N° 1131 | Le 19 décembre 2013 | Jacques Trémintin | Critiques de livres (accès libre)

Les nébuleuses du logement social. En France et en Afrique du Nord

Sous la direction d’Ahmed Nordine Touil & Lassaad Labidi


Le Sociographe n° 44, décembre 2013 (144 p. ; 12 €)

Thème : Logement

Ce numéro du Sociographe propose un regard croisé depuis l’Hexagone et l’Afrique du Nord, sur les implications du logement social. Que l’on se situe d’un côté ou de l’autre de la Méditerranée, les problèmes pour trouver à se loger sont aussi criants. Si la pénurie de constructions est une constante, le coût prohibitif des loyers s’impose ici, la forte démographie algérienne marquant là-bas un décalage permanent de la demande que n’arrive jamais à combler l’offre. Mais les fréquentes révoltes des dernières années qui ont marqué ce pays n’ont pas tant pour source cette pénurie que les modes opaques de distribution des appartements fournis par l’État providence ; la corruption, le népotisme et le clientélisme ayant abouti à la confiscation par les nantis des biens initialement destinés aux « nécessiteux ».

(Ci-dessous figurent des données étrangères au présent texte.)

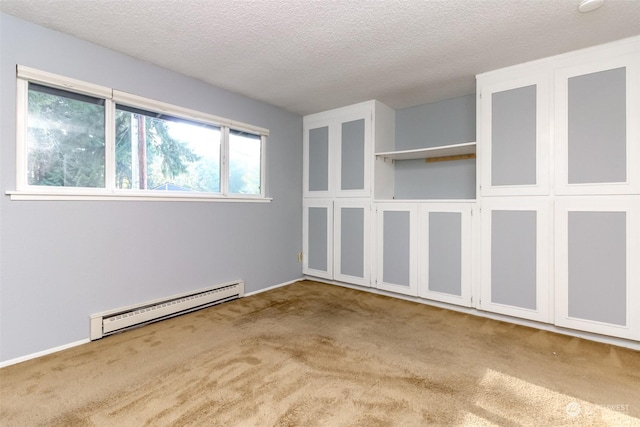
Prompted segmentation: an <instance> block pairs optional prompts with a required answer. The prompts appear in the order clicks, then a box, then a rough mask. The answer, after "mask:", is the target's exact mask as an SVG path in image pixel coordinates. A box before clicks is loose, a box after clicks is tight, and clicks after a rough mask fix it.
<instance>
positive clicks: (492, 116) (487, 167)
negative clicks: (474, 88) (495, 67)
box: [477, 71, 551, 196]
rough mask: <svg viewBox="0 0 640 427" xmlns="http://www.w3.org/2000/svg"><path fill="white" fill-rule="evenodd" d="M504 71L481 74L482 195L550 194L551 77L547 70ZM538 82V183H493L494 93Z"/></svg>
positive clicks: (480, 156)
mask: <svg viewBox="0 0 640 427" xmlns="http://www.w3.org/2000/svg"><path fill="white" fill-rule="evenodd" d="M522 75H523V73H521V72H516V73H513V74H509V73H507V74H506V76H505V75H504V73H502V72H498V73H495V74H494V73H491V74H489V75H483V76H479V77H478V95H477V96H478V117H479V118H480V120H478V130H477V132H478V146H477V151H478V158H479V159H482V161H481V162H480V161H479V162H478V186H479V193H478V194H481V195H482V196H508V195H518V196H527V195H545V194H549V173H550V171H549V155H550V142H549V141H550V134H551V128H550V123H549V119H550V80H551V75H550V73H549V72H548V71H545V72H536V73H533V74H531V73H529V76H527V77H514V76H522ZM532 85H535V86H536V183H535V184H530V185H495V186H494V185H492V176H491V170H492V118H493V114H492V98H493V97H492V95H493V94H494V93H498V92H503V91H507V90H511V89H519V88H523V87H527V86H532Z"/></svg>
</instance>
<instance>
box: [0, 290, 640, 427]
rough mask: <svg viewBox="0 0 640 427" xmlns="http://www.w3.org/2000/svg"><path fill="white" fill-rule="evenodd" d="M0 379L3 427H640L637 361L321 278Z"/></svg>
mask: <svg viewBox="0 0 640 427" xmlns="http://www.w3.org/2000/svg"><path fill="white" fill-rule="evenodd" d="M0 380H1V386H0V387H1V389H0V390H1V393H2V394H1V399H2V402H1V416H2V418H1V424H2V425H3V426H38V425H41V426H116V425H118V426H165V425H180V426H200V425H224V426H234V425H238V426H272V425H273V426H314V425H326V426H387V425H398V426H422V425H513V426H549V425H576V426H587V425H615V426H631V425H636V426H640V352H635V351H631V350H627V349H623V348H619V347H614V346H609V345H604V344H598V343H593V342H589V341H585V340H582V339H578V338H571V337H566V336H562V335H557V334H554V333H549V332H544V331H539V330H535V329H530V328H525V327H521V326H516V325H512V324H507V323H502V322H497V321H493V320H488V319H483V318H480V317H476V316H472V315H466V314H460V313H456V312H452V311H448V310H443V309H439V308H433V307H429V306H426V305H421V304H415V303H411V302H407V301H402V300H398V299H393V298H387V297H383V296H379V295H374V294H370V293H366V292H360V291H356V290H352V289H345V288H341V287H337V286H331V285H326V284H321V283H316V282H311V281H305V282H298V283H295V284H293V285H290V286H286V287H283V288H279V289H275V290H272V291H269V292H265V293H262V294H258V295H254V296H251V297H247V298H243V299H241V300H237V301H234V302H229V303H225V304H222V305H219V306H216V307H212V308H209V309H205V310H201V311H198V312H195V313H191V314H188V315H184V316H180V317H177V318H174V319H170V320H166V321H163V322H159V323H155V324H152V325H147V326H144V327H142V328H138V329H134V330H131V331H128V332H125V333H121V334H117V335H114V336H110V337H107V338H104V339H102V340H99V341H95V342H92V343H90V344H86V345H82V346H79V347H75V348H72V349H70V350H66V351H63V352H59V353H56V354H53V355H49V356H46V357H42V358H40V359H37V360H32V361H28V362H24V363H21V364H17V365H13V366H9V367H6V368H4V369H1V370H0Z"/></svg>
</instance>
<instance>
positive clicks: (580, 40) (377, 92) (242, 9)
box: [0, 0, 640, 114]
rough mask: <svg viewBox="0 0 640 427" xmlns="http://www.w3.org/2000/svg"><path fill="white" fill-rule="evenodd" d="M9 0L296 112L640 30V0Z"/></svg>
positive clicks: (400, 100)
mask: <svg viewBox="0 0 640 427" xmlns="http://www.w3.org/2000/svg"><path fill="white" fill-rule="evenodd" d="M578 3H579V0H528V1H524V0H464V1H463V0H377V1H376V0H324V1H318V0H253V1H250V0H2V1H1V2H0V10H2V11H3V12H5V13H8V14H11V15H15V16H17V17H20V18H22V19H25V20H27V21H31V22H34V23H37V24H40V25H43V26H46V27H49V28H53V29H55V30H59V31H61V32H64V33H68V34H71V35H73V36H76V37H78V38H81V39H85V40H88V41H91V42H94V43H96V44H99V45H102V46H105V47H108V48H110V49H113V50H116V51H119V52H122V53H125V54H128V55H130V56H133V57H136V58H140V59H142V60H145V61H148V62H151V63H154V64H157V65H160V66H162V67H165V68H169V69H172V70H175V71H177V72H180V73H182V74H186V75H188V76H191V77H195V78H197V79H200V80H203V81H205V82H208V83H211V84H213V85H216V86H219V87H222V88H225V89H229V90H232V91H234V92H238V93H242V94H244V95H247V96H250V97H252V98H255V99H259V100H262V101H265V102H268V103H270V104H274V105H277V106H280V107H282V108H285V109H287V110H289V111H292V112H296V113H299V114H308V113H313V112H318V111H322V110H325V109H328V108H334V107H339V106H343V105H348V104H352V103H355V102H360V101H364V100H368V99H378V100H380V101H382V102H384V103H386V104H388V105H389V106H391V107H394V108H397V109H399V108H405V107H410V106H414V105H419V104H424V103H427V102H432V101H436V100H440V99H446V98H451V97H455V96H460V95H465V94H469V93H473V92H474V85H475V78H474V76H475V74H477V73H481V72H485V71H490V70H493V69H496V68H500V67H504V66H508V65H513V64H517V63H521V62H526V61H531V60H535V59H538V58H543V57H546V56H550V55H554V54H558V53H562V52H567V51H570V50H574V49H579V48H582V47H587V46H592V45H596V44H600V43H605V42H608V41H613V40H617V39H621V38H625V37H630V36H633V35H637V34H640V1H639V0H607V1H606V3H605V4H604V6H603V7H602V8H600V9H598V10H596V11H594V12H591V13H587V14H582V13H579V12H578Z"/></svg>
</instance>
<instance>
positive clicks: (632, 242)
mask: <svg viewBox="0 0 640 427" xmlns="http://www.w3.org/2000/svg"><path fill="white" fill-rule="evenodd" d="M570 212H626V236H627V241H626V279H627V280H626V286H627V288H626V290H627V295H626V324H625V325H624V326H623V325H614V324H610V323H603V322H598V321H595V320H588V319H579V318H572V317H570V316H569V289H568V284H569V277H568V276H569V253H568V249H569V248H568V246H569V213H570ZM555 277H556V283H555V312H556V315H555V324H556V325H558V326H562V327H566V328H571V329H579V330H582V331H589V332H595V333H598V334H604V335H610V336H616V337H620V338H627V339H635V340H640V310H639V305H640V197H638V196H610V197H606V198H605V197H601V198H594V197H575V196H571V197H558V198H557V199H556V203H555Z"/></svg>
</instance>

Des émeutes, la France en a aussi connu dans ses quartiers les plus défavorisés, à la fois résultat et cause d’une image particulièrement dégradée. Résider en ces lieux stigmatisés colle à la peau comme une souillure et un malheur dont on n’arrive pas, si facilement, à se débarrasser. Y habiter, témoignent leurs habitants, c’est comme être placé sous surveillance, dans une prison à ciel ouvert ; les bailleurs, les services sociaux ou la police semblant avoir avant tout une fonction de contenance de ces ghettos. Avec trois millions de personnes souffrant du mal logement et deux ou trois millions de logements vacants protégés par le droit de propriété, le problème reste entier. Pourtant, la mobilisation de l’opinion publique française a bien contraint le législateur à voter la loi dite DALO et DAHO (Droit au logement opposable et Droit à l’hébergement opposable), l’État s’infligeant une amende à lui-même s’il n’arrive pas à garantir à ses citoyens un lieu de résidence.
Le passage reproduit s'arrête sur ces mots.